Evaluation of the stability of the NES peptides at the CRM1 binding groove based on structure modeling

Recent structural works of CRM1 complexed with various cargo sequences expand the possible consensus patterns13,14. Also, the NES-binding site in RanGTP-bound CRM1 is found to be quite rigid, and the peptides display CRM1-dependent NES activity only if their backbone conformations can place a sufficient number of the hydrophobic residues into the CRM1’s binding groove11. The adapting conformation of the peptides can be efficiently analyzed by structure-based modeling methods so that the application of the structural information can advance more accurate NES prediction.

Using the reported NES peptides with experimental binding affinities14,31 as a benchmarking set (Table 1), we evaluated the binding energy (Ebind) for a given peptide sequence at the CRM1 groove (see Methods for details). Binding energy can be assumed as relative stability of the protein(CRM1)-peptide(NES) complex structure compared to the protein itself and free peptide. The lower the binding energy, the higher the possibility for the peptide segments to bind at CRM1. Multiple crystal structures of CRM1-NES peptide (super PKI and MVM-NS2 for classes 1a; FMRP-1b for class 1b; SNUPN for class 1c; FMRP and SMAD4 for class 2; HIV-Rev for class2-rev type; X11L2 for class 4; and CPEB4 for class 1a-reverse; class 1a templates can be used to fit class 3 NES peptides) were utilized as templates. The model generation and energy calculation process are summarized in Fig. 5A.

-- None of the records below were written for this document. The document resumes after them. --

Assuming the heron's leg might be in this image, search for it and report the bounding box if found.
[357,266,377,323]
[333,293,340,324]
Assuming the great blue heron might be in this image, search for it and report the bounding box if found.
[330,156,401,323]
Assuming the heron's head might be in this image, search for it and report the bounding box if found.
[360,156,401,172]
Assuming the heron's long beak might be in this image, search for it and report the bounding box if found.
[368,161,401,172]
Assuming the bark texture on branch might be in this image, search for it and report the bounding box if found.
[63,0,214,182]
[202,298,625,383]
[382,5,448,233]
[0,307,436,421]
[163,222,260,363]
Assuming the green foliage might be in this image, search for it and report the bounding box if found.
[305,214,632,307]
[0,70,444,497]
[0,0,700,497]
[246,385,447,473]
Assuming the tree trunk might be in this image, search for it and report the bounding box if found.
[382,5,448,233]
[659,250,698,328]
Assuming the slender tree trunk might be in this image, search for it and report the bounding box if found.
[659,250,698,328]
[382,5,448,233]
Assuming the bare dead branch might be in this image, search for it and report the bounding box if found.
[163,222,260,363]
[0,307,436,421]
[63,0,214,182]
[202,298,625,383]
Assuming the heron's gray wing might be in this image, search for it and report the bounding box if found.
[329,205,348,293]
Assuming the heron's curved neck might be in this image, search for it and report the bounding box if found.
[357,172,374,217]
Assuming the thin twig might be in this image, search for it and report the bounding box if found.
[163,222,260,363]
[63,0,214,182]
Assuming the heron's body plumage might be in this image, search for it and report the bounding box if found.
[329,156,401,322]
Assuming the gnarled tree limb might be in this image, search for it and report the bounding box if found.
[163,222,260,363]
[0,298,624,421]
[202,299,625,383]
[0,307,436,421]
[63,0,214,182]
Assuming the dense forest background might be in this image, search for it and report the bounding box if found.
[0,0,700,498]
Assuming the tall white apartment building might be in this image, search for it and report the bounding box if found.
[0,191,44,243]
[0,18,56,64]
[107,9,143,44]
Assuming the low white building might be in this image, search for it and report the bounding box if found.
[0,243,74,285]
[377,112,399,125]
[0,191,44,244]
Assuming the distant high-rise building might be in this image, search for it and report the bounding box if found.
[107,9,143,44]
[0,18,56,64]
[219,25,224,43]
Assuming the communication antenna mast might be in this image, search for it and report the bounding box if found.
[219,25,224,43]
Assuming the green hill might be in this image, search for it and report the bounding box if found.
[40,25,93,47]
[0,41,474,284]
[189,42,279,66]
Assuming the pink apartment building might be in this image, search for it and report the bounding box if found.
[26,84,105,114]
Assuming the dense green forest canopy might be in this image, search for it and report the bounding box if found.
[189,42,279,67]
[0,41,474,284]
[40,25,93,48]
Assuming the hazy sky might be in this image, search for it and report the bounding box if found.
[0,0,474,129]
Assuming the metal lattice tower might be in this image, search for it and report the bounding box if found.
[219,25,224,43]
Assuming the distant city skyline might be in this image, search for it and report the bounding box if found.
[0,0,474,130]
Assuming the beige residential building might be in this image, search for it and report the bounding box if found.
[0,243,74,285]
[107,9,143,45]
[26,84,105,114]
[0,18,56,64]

Table 1 Peptide sequences of the validated NES motifs or false positives used in the structure-based modeling.
Figure 5
figure 5

Structure-based prediction of the stability of CRM1-NES peptide complex. (A) CRM1-NES peptide complex model generation and Ebind calculation procedure. (B) Generated models for the complex structures of CRM1-NES peptides with lowest Ebind. Class 1a peptides are displayed with CRM1 (in white) at the top. The hydrophobic (Φ) residues of these NES peptides (shown in the sticks) occupy the corresponding hydrophobic pockets (P0-P4) in CRM1. Peptides of other classes are shown at the bottom with the hydrophobic residues shown in the sticks.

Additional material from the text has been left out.